Installation

The easy way

The easiest way to install Scrapy Do is using pip. You can then create a directory where you want your project data stored and just start the daemon there.

$ pip install scrapy-do
$ mkdir /home/user/my-scrapy-do-data
$ cd /home/user/my-scrapy-do-data
$ scrapy-do scrapy-do

Yup, you need to type scrapy-do twice. That’s how twisted works, don’t ask me. After doing that, you will see some content in this directory including the log file and the pidfile of the Scrapy Do daemon.

A systemd service

Installing Scrapy Do as a systemd service is a far better idea than the easy way described above. It’s a bit of work that should really be done by a proper Debian/Ubuntu package, but we do not have one for the time being, so I will show you how to do it “by hand.”

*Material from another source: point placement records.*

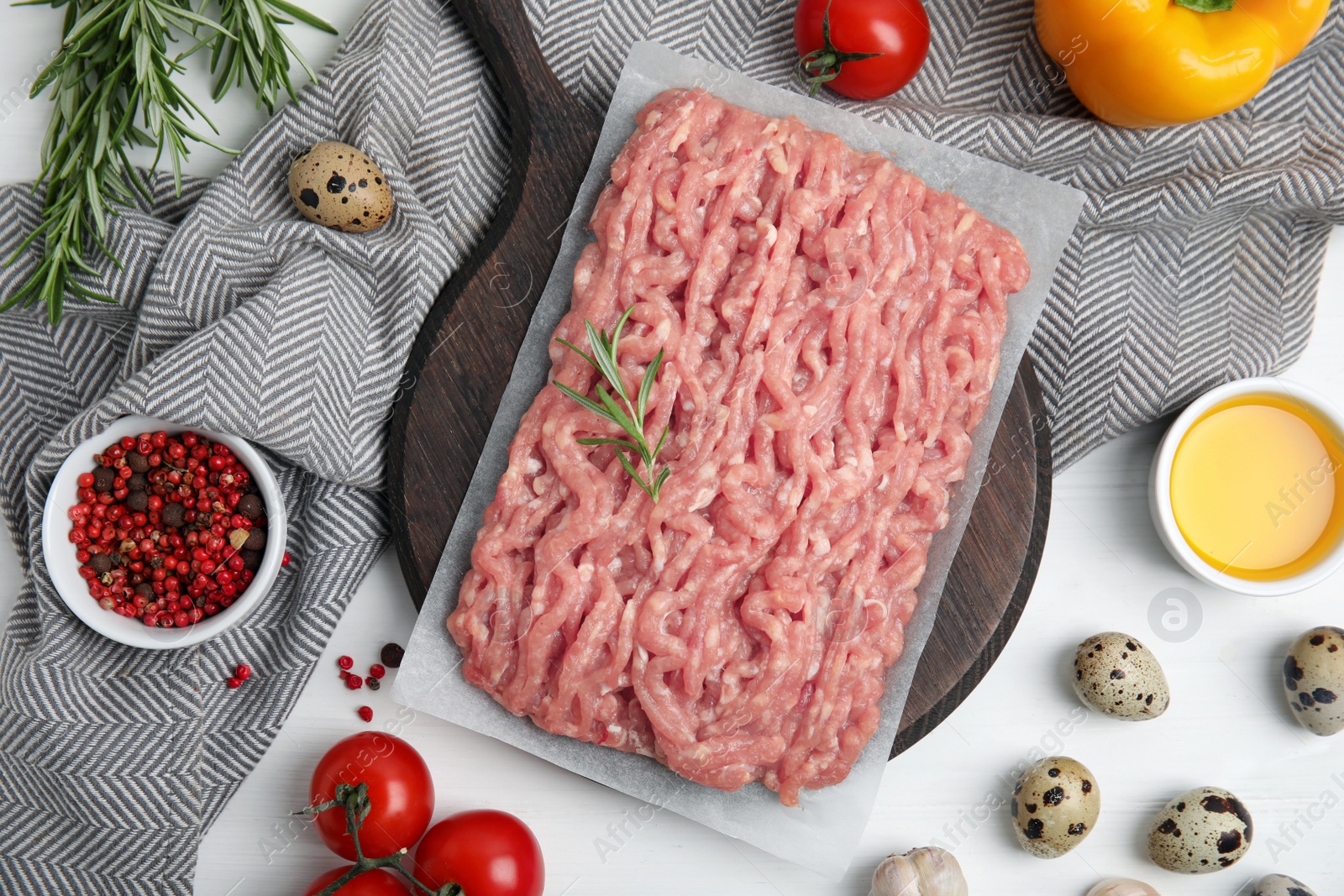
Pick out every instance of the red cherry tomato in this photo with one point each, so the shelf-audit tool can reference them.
(486, 852)
(401, 794)
(895, 29)
(371, 883)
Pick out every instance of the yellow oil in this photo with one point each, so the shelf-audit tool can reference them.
(1253, 486)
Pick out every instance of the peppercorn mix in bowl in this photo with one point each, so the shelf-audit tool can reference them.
(163, 537)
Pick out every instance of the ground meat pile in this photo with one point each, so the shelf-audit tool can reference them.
(831, 331)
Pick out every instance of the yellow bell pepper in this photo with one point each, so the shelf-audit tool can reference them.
(1142, 63)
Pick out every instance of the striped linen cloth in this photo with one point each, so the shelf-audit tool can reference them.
(1195, 262)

  • Although not strictly necessary, it’s a good practice to run the daemon under a separate user account. I will create one called pydaemon because I run a couple more python daemons this way.

    $ sudo useradd -m -d /opt/pydaemon pydaemon
    
  • Make sure you have all of the following packages installed:

    $ sudo apt-get install python3 python3-dev python3-virtualenv
    $ sudo apt-get install build-essential
    
  • Switch your session to this new user account:

    $ sudo su - pydaemon
    
  • Create the virtual env and install Scrapy Do:

    $ mkdir virtualenv
    $ cd virtualenv/
    $ python3 /usr/lib/python3/dist-packages/virtualenv.py -p /usr/bin/python3 .
    $ . ./bin/activate
    $ pip install scrapy-do
    $ cd ..
    
  • Create a bin directory and a wrapper script that will set up the virtualenv on startup:

    $ mkdir bin
    $ cat > bin/scrapy-do << EOF
    > #!/bin/bash
    > . /opt/pydaemon/virtualenv/bin/activate
    > exec /opt/pydaemon/virtualenv/bin/scrapy-do "\${@}"
    > EOF
    $ chmod 755 bin/scrapy-do
    
  • Create a data directory and a configuration file:

    $ mkdir -p data/scrapy-do
    $ mkdir etc
    $ cat > etc/scrapy-do.conf << EOF
    > [scrapy-do]
    > project-store = /opt/pydaemon/data/scrapy-do
    > EOF
    
  • As root, create the following file with the following content:

    # cat > /etc/systemd/system/scrapy-do.service << EOF
    > [Unit]
    > Description=Scrapy Do Service
    >
    > [Service]
    > ExecStart=/opt/pydaemon/bin/scrapy-do --nodaemon --pidfile= \
    >           scrapy-do --config /opt/pydaemon/etc/scrapy-do.conf
    > User=pydaemon
    > Group=pydaemon
    > Restart=always
    >
    > [Install]
    > WantedBy=multi-user.target
    > EOF
    
  • You can then reload the systemd configuration and let it manage the Scrapy Do daemon:

    $ sudo systemctl daemon-reload
    $ sudo systemctl start scrapy-do
    $ sudo systemctl enable scrapy-do
    
  • Finally, you should now be able to see that the daemon is running:

    $ sudo systemctl status scrapy-do
    ● scrapy-do.service - Scrapy Do Service
       Loaded: loaded (/etc/systemd/system/scrapy-do.service; enabled; vendor preset: enabled)
       Active: active (running) since Sun 2017-12-10 22:42:55 UTC; 4min 23s ago
     Main PID: 27543 (scrapy-do)
    ...
    

I know its awfully complicated. I will do some packaging work when I have a spare moment.